So the the sorority tank I bought has been somewhat louder than my other one as the little black piece that pumps the water in wasn't a tight fit and was "buzzing" and I decided to exchange it. Well in the process of draining the water miss curious George got sucked up in the hose. I thought it might have severely damage her but it looks like she only got a little scuffed up and shaken and seems ok. :-(
Her name's Valentina and she's the grumpy faced bully of the tank with the most personality and my favorite one.


----------



## bettaluvr (Jan 6, 2012)

I bought them a Betta log when I was at Petsmart yesterday and they like it.


----------



## bettaluvr (Jan 6, 2012)

plants are still growing.


----------



## Sundancex (Feb 24, 2012)

I'm sorry but am I the only one who thinks both of these tanks are WAY overstocked? They are VERY beautiful tanks but geez, I would put a betta and some shrimp or maybe 2 dwarf frogs in an 8 gal.

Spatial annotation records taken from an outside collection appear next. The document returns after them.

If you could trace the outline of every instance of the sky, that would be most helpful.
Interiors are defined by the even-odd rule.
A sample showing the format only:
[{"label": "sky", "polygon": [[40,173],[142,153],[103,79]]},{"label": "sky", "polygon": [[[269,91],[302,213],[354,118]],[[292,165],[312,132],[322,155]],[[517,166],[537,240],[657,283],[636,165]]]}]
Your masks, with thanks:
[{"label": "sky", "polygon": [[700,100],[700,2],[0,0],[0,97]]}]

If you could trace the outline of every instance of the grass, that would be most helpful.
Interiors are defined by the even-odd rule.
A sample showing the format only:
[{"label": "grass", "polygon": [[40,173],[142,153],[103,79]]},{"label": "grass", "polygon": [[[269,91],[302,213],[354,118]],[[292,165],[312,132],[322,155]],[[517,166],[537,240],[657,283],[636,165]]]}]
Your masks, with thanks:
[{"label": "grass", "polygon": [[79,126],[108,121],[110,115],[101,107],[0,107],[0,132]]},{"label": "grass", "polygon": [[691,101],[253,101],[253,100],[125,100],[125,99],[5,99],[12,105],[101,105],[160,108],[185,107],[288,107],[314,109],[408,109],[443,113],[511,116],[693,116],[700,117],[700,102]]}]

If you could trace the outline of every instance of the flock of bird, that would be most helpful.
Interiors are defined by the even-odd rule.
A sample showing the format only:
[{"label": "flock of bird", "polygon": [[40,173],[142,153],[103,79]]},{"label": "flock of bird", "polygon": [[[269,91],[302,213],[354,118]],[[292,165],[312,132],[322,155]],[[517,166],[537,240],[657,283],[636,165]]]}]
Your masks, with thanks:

Maybe a small school of neons if the betta was very calm. No way would I try a sorority in an 8 gal.


----------



## bettaluvr (Jan 6, 2012)

Well I do weekly 50% water changes in both tanks with a gravel vac..and there is zero fighting in the community tank and minimal in the sorority.


----------



## bettaluvr (Jan 6, 2012)

Well I had a terrible mishap 2 weeks ago with my sorority tank and lost _all_ my girls from ammonia poisoning from using a new filter and clean gravel when I exchanged the tanks. 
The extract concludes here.